The whole issue of how effective art can be politically is a question that keeps coming up. Last night, Jane Fonda was on the Larry King Show, and he asked her if she would ever consider doing a play, and she answered (very emphatically) no, because (in her words) the theater is so small, and she wants to reach the widest audience possible. That's why she'd like to do more movies, and more TV.

Yet is simply going for the widest possible audience an invitation to "action" (political or otherwise)?

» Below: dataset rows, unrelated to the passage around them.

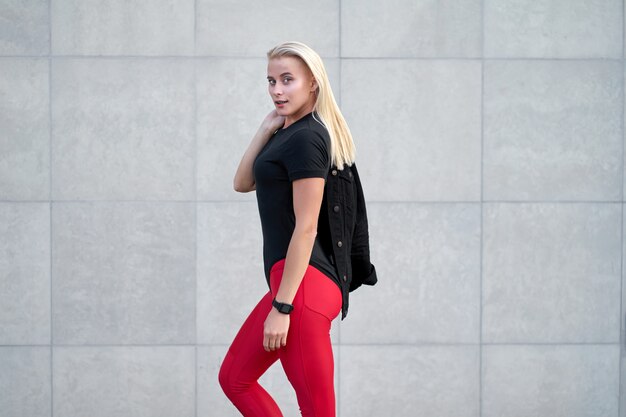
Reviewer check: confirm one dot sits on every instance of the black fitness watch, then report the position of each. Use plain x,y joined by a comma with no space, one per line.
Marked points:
282,307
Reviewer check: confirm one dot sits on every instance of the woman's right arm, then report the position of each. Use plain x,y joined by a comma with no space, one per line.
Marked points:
244,177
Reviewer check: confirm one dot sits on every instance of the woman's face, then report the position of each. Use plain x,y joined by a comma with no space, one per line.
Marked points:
291,86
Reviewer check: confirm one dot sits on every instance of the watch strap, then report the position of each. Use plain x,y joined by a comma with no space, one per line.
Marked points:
284,308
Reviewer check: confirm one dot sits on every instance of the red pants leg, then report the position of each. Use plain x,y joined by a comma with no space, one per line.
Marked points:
245,362
307,358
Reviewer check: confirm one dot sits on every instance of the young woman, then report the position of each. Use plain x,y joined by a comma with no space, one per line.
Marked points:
287,163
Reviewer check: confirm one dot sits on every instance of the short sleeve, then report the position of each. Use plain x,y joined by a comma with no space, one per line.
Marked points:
306,155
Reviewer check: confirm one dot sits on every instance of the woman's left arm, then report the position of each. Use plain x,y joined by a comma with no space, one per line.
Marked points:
307,201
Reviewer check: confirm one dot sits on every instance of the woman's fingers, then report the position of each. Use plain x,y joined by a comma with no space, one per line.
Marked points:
273,341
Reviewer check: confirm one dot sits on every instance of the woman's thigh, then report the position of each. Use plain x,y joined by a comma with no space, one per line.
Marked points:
307,357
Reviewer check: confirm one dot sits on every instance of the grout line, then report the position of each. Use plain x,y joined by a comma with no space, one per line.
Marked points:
368,201
362,344
482,201
195,207
620,394
356,58
50,243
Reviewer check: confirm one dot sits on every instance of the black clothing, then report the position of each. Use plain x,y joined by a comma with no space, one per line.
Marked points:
301,150
344,228
341,248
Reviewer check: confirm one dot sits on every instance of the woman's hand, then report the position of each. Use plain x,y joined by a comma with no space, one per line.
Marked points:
273,121
275,330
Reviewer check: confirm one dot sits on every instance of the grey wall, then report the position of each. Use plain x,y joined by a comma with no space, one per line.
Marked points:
490,139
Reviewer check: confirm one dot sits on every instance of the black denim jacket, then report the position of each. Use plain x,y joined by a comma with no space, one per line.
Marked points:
347,218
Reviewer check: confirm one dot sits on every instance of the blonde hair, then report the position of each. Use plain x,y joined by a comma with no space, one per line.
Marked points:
342,149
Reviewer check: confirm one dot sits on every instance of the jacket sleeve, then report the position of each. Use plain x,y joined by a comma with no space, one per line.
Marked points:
363,271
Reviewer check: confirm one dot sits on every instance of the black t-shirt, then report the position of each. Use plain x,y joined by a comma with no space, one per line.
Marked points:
301,150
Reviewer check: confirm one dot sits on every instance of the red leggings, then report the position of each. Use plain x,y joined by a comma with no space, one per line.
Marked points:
307,358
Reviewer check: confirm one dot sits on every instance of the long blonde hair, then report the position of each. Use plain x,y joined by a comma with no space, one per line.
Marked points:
342,149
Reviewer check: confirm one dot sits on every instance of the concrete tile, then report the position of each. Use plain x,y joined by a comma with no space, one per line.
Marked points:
408,381
123,273
119,27
230,267
406,28
25,381
560,381
232,102
213,401
240,28
124,381
427,147
552,130
24,273
123,129
24,28
427,258
553,29
25,126
551,273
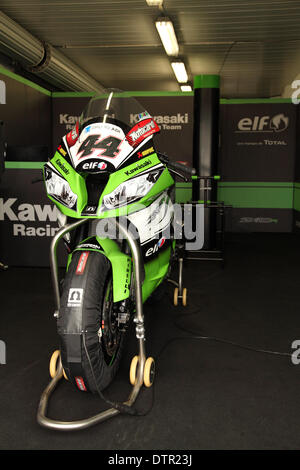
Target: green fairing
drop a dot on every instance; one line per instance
(121, 266)
(77, 184)
(155, 270)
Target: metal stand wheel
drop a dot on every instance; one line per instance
(149, 372)
(42, 419)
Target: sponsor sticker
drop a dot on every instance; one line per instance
(80, 384)
(73, 135)
(82, 263)
(75, 297)
(141, 131)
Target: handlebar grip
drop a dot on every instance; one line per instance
(179, 166)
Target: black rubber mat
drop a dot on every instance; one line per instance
(225, 389)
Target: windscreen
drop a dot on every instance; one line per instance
(112, 128)
(112, 107)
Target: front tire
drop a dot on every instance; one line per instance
(91, 341)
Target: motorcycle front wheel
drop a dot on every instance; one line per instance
(91, 342)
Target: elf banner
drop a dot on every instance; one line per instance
(257, 157)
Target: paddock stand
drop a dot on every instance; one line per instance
(180, 292)
(141, 370)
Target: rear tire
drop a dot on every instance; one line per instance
(91, 342)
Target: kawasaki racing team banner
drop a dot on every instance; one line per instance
(173, 114)
(28, 220)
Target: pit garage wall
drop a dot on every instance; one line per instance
(257, 176)
(27, 217)
(257, 152)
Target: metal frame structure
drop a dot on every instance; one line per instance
(42, 419)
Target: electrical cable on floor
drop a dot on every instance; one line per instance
(130, 410)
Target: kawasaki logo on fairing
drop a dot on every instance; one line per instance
(164, 119)
(62, 166)
(67, 119)
(139, 167)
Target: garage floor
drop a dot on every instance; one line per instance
(208, 393)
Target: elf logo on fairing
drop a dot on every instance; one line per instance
(94, 166)
(156, 247)
(67, 119)
(277, 123)
(2, 92)
(62, 166)
(139, 167)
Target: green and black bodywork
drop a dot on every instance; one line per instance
(111, 179)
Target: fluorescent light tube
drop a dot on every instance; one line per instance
(154, 3)
(180, 72)
(186, 88)
(167, 35)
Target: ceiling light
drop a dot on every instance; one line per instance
(180, 72)
(154, 3)
(167, 35)
(186, 88)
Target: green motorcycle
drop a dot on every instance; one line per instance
(115, 198)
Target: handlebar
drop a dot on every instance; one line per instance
(176, 166)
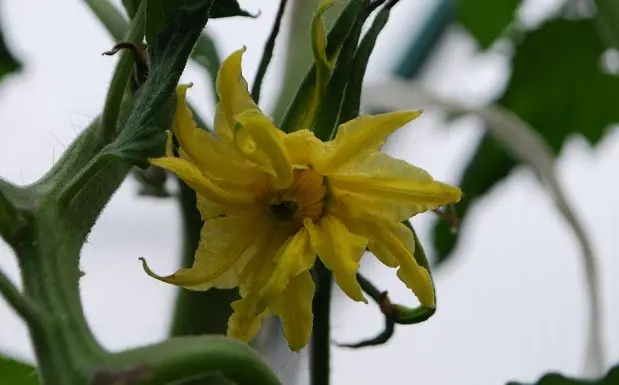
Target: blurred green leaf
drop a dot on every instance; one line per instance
(158, 13)
(228, 8)
(17, 373)
(485, 19)
(558, 88)
(8, 62)
(611, 378)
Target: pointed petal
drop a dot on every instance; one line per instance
(243, 324)
(208, 209)
(261, 142)
(294, 308)
(401, 248)
(191, 175)
(340, 251)
(233, 94)
(359, 136)
(226, 245)
(294, 257)
(391, 188)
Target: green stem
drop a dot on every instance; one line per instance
(267, 54)
(22, 305)
(121, 77)
(321, 340)
(606, 19)
(63, 343)
(184, 358)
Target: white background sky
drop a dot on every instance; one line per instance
(511, 304)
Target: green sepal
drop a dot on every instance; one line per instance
(228, 8)
(14, 372)
(327, 117)
(131, 6)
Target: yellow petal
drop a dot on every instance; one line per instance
(233, 94)
(360, 136)
(225, 247)
(294, 308)
(260, 268)
(243, 324)
(391, 188)
(401, 248)
(191, 175)
(261, 142)
(301, 145)
(294, 257)
(340, 251)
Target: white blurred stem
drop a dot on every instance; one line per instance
(525, 144)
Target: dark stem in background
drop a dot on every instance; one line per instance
(320, 349)
(267, 54)
(198, 312)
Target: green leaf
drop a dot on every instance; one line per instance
(159, 12)
(554, 90)
(17, 373)
(154, 102)
(485, 20)
(335, 39)
(611, 378)
(228, 8)
(8, 62)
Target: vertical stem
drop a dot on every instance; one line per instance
(321, 339)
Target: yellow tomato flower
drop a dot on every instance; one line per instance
(273, 202)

When Yvonne Rainer started making movies, she said that she was dealing with emotions, and thus going for a wider audience than the one which she had as a choreographer/dancer. But was that true?

And artists: shouldn't they remain true to themselves? Joseph Cornell was an artist who was totally committed to an interior vision, his engagement with the world was very fanciful....

It reminds me of something that Nile Rodgers said... when he was a teenager, he had been a member of the Black Panthers. And yet, as a musician and composer, he created the band Chic and was a leading exponent of dance/"disco" music. And he was asked why he didn't try to make music which would be "political", and his answer was: the work he does as an artist is the work which makes him happy (and, hopefully, other people happy); if he wanted to be political, he would do something political, as he did when he was part of the Black Panthers and was helping to set up the free breakfast program for Harlem.

Anyway, today was spent grocery shopping for the big party on Sunday. And then doing some of the cooking.

However, on Wednesday, i went to the press screening of Manoel De Oliveira's "The Magic Mirror" from 2004, and it's a wonderful movie. Not as slick as his recent "Belle Toujours", it's a little pokey at times (and it runs two hours and twenty minutes), but at the end, when the woman has her epiphany, damn if it wasn't one of the most transcendent moments in recent cinema. Just a marvellous movie.

And yesterday, went to see Ido Haar's "9 Star Hotel", a very intimate documentary about "immigrant" Palestinean workers in Israel. It had been at Tribeca, but i missed it there because i went to see something else instead (it might have been Pascale Ferran's "Lady Chatterley"). But i did catch up with it, and it is worthwhile (a heads-up from George Robinson, who reviewed the film for Jewish Week); it's coming to Film Forum.